ADetermines the alignment of the memory. See Vc::MallocAlignment.
Returns
Pointer to memory of the requested type, or 0 on error. The allocated memory is padded at the end to be a multiple of the requested alignment A. Thus if you request memory for 21 int objects, aligned via Vc::AlignOnCacheline, you can safely read a full cacheline until the end of the array, without generating an out-of-bounds access. For a cacheline size of 64 Bytes and an int size of 4 Bytes you would thus get an array of 128 Bytes to work with.
Warning
  • The standard malloc function specifies the number of Bytes to allocate whereas this function specifies the number of values, thus differing in a factor of sizeof(T).
  • This function is mainly meant for use with builtin types. If you use a custom type with a sizeof that is not a multiple of 2 the results might not be what you expect.
  • The constructor of T is not called. You can make up for this:
    SomeType *array = new(Vc::malloc<SomeType, Vc::AlignOnCacheline>(N)) SomeType[N];
See Also
Vc::free
void Vc::free ( T *  p)

Frees memory that was allocated with Vc::malloc.

Parameters
pThe pointer to the memory to be freed.
Template Parameters
TThe type of the allocated memory.
Warning
The destructor of T is not called. If needed, you can call the destructor before calling free:
for (int i = 0; i < N; ++i) {
p[i].~T();
}
See Also
Vc::malloc
void Vc::prefetchForOneRead ( const void *  addr)

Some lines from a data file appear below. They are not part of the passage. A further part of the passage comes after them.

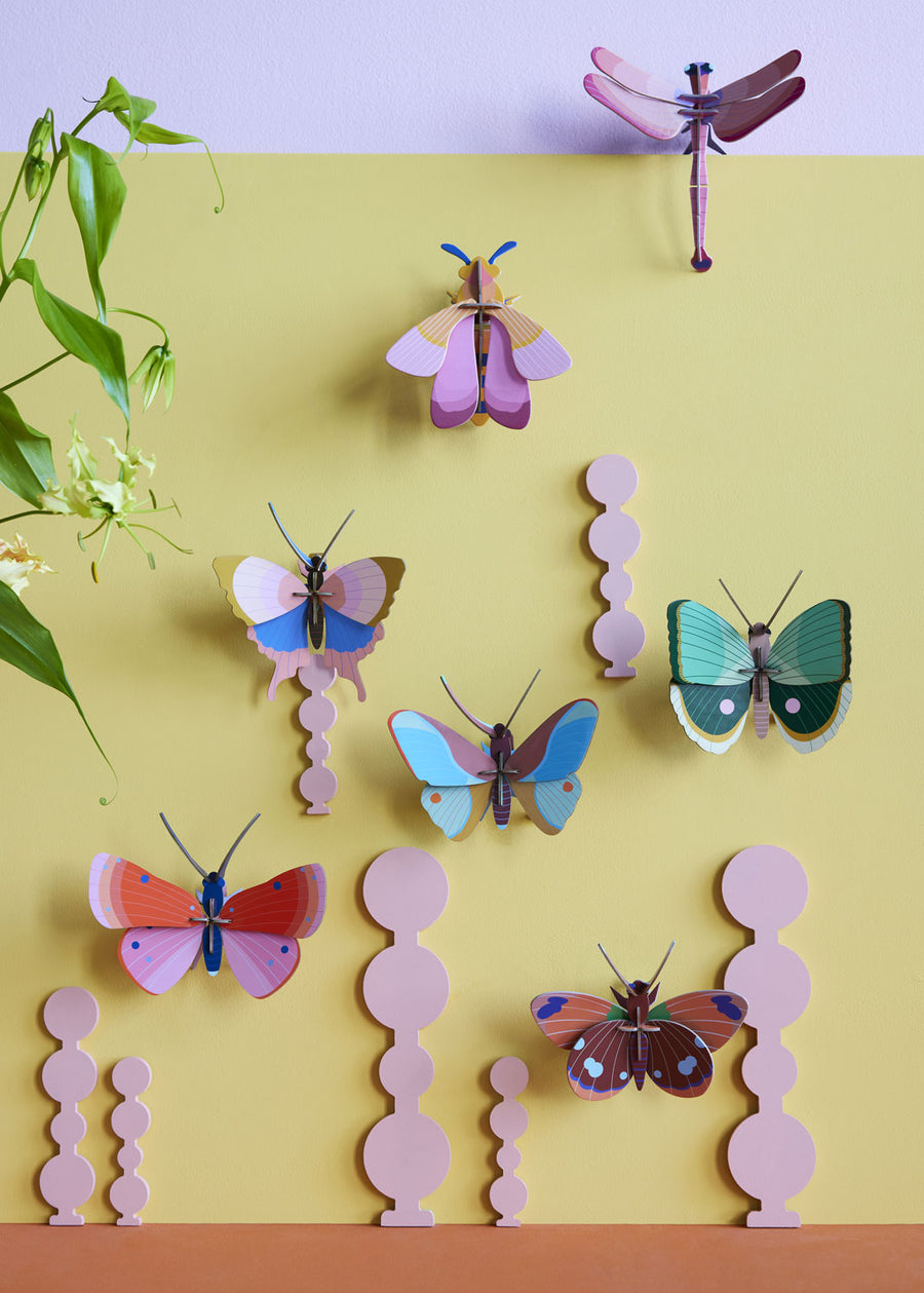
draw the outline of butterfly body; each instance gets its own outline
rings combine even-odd
[[[222,959],[252,997],[269,997],[299,965],[297,939],[324,915],[326,879],[311,864],[264,884],[226,895],[220,873],[204,875],[195,895],[112,853],[90,864],[89,901],[97,921],[127,930],[119,959],[154,996],[172,988],[202,957],[209,975]]]
[[[494,261],[516,243],[504,243],[488,260],[442,246],[464,262],[463,286],[451,305],[399,337],[385,359],[402,372],[434,378],[436,427],[494,419],[520,429],[530,420],[530,381],[557,376],[571,358],[551,332],[513,309],[517,297],[505,297],[498,286]]]
[[[712,1081],[712,1051],[747,1014],[730,992],[689,992],[655,1005],[659,984],[636,979],[614,1001],[578,992],[535,997],[532,1018],[556,1046],[566,1047],[567,1080],[584,1100],[605,1100],[649,1077],[669,1095],[703,1095]]]
[[[769,622],[748,622],[746,643],[698,601],[672,601],[667,622],[671,703],[700,749],[728,750],[740,736],[751,703],[759,737],[768,734],[772,715],[784,740],[801,753],[821,749],[836,734],[853,694],[845,601],[810,606],[774,643]]]
[[[488,807],[495,825],[504,830],[514,796],[541,831],[554,835],[580,798],[575,773],[591,743],[597,712],[593,701],[571,701],[520,746],[509,723],[491,727],[472,719],[488,737],[479,746],[416,710],[398,710],[388,723],[404,763],[426,782],[421,804],[450,839],[470,834]]]

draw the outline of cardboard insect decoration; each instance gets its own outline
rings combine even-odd
[[[598,944],[600,946],[600,944]],[[712,1051],[733,1037],[747,1014],[734,992],[686,992],[655,1005],[655,980],[675,944],[650,979],[627,983],[600,948],[625,989],[615,1001],[585,992],[544,992],[532,1018],[556,1046],[567,1047],[567,1080],[584,1100],[606,1100],[647,1074],[669,1095],[703,1095],[712,1081]]]
[[[221,866],[205,871],[167,826],[184,855],[202,875],[195,895],[162,881],[114,853],[97,853],[90,864],[93,915],[107,930],[128,930],[119,959],[140,988],[154,996],[172,988],[199,957],[216,975],[222,956],[244,992],[269,997],[291,979],[299,965],[297,939],[308,939],[324,915],[326,879],[317,864],[295,866],[264,884],[227,893],[225,871],[234,850],[257,820],[253,817],[229,848]]]
[[[501,427],[525,427],[530,381],[558,376],[571,367],[571,357],[551,332],[513,309],[517,296],[505,297],[498,287],[500,270],[494,262],[514,242],[487,260],[472,260],[452,243],[441,246],[463,261],[463,286],[455,296],[450,292],[451,305],[404,332],[385,358],[402,372],[434,378],[436,427],[461,427],[469,419],[481,427],[488,418]]]
[[[327,553],[346,521],[323,552],[305,553],[288,535],[269,504],[283,538],[297,557],[299,573],[262,557],[216,557],[212,562],[231,610],[248,626],[247,636],[275,662],[269,698],[277,685],[308,665],[314,656],[355,684],[361,701],[366,688],[359,661],[375,650],[404,574],[398,557],[363,557],[327,568]]]
[[[488,808],[504,830],[512,795],[547,835],[557,835],[574,812],[582,789],[575,772],[591,745],[597,706],[571,701],[516,745],[510,723],[536,678],[539,670],[507,723],[495,724],[470,714],[441,678],[456,707],[487,737],[481,745],[416,710],[398,710],[388,720],[404,763],[426,782],[421,804],[450,839],[465,839]]]
[[[795,103],[805,89],[805,80],[801,76],[791,80],[783,78],[796,70],[801,57],[797,49],[791,49],[766,67],[721,89],[709,89],[709,75],[713,71],[711,63],[689,63],[684,72],[690,78],[690,89],[684,91],[675,89],[656,76],[649,76],[609,49],[597,47],[591,53],[604,75],[588,72],[584,89],[598,103],[653,140],[672,140],[689,132],[690,142],[685,151],[693,154],[690,206],[695,244],[690,264],[700,273],[712,264],[706,252],[706,208],[709,195],[706,153],[707,149],[725,151],[712,136],[717,134],[725,142],[743,140],[764,122]]]
[[[667,608],[671,703],[700,749],[728,750],[742,733],[752,698],[757,736],[766,736],[773,711],[782,736],[804,754],[830,741],[844,721],[853,693],[848,604],[831,599],[809,606],[770,645],[770,625],[796,579],[765,625],[752,625],[719,581],[747,623],[747,643],[698,601]]]

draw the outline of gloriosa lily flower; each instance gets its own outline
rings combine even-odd
[[[40,556],[28,551],[21,534],[12,543],[0,539],[0,583],[5,583],[17,596],[28,587],[30,574],[45,574],[50,569]]]

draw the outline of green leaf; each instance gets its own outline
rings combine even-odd
[[[119,228],[125,202],[125,181],[119,167],[96,144],[62,134],[67,147],[67,197],[80,229],[87,260],[87,274],[101,322],[106,322],[106,296],[100,281],[100,266]]]
[[[25,423],[10,397],[0,390],[0,481],[39,507],[39,494],[49,480],[57,485],[52,441]]]
[[[58,648],[54,639],[39,621],[26,610],[17,595],[5,583],[0,583],[0,659],[6,661],[14,668],[22,670],[30,678],[35,678],[45,687],[53,687],[71,701],[83,719],[83,724],[89,732],[93,745],[106,760],[109,769],[115,776],[115,768],[106,758],[106,751],[96,738],[93,728],[87,721],[87,715],[80,709],[80,702],[74,694],[71,684],[67,681],[65,666],[61,663]],[[116,777],[118,785],[118,777]],[[111,803],[102,799],[101,803]]]
[[[48,331],[75,358],[89,363],[100,374],[106,394],[128,422],[128,378],[121,337],[92,314],[84,314],[76,305],[68,305],[59,296],[45,291],[34,260],[19,257],[10,270],[10,278],[22,278],[32,288],[35,305]]]

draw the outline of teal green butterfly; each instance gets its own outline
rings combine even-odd
[[[782,736],[804,754],[830,741],[844,721],[852,696],[850,608],[835,599],[819,601],[770,645],[770,625],[783,601],[765,625],[752,625],[740,612],[747,641],[698,601],[667,608],[671,703],[700,749],[724,754],[740,736],[752,698],[757,736],[766,736],[773,712]]]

Prefetch the cacheline containing addr for a single read access.

This prefetch completely bypasses the cache, not evicting any other data.

Parameters
addrThe cacheline containing addr will be prefetched.
void Vc::prefetchForModify ( const void *  addr)

Prefetch the cacheline containing addr for modification.

This prefetch evicts data from the cache. So use it only for data you really will use. When the target system supports it the cacheline will be marked as modified while prefetching, saving work later on.

Parameters
addrThe cacheline containing addr will be prefetched.
void Vc::prefetchClose ( const void *  addr)

Prefetch the cacheline containing addr to L1 cache.

This prefetch evicts data from the cache. So use it only for data you really will use.

Parameters
addrThe cacheline containing addr will be prefetched.
void Vc::prefetchMid ( const void *  addr)

Prefetch the cacheline containing addr to L2 cache.

This prefetch evicts data from the cache. So use it only for data you really will use.

Parameters
addrThe cacheline containing addr will be prefetched.
void Vc::prefetchFar ( const void *  addr)

Prefetch the cacheline containing addr to L3 cache.

This prefetch evicts data from the cache. So use it only for data you really will use.

Parameters
addrThe cacheline containing addr will be prefetched.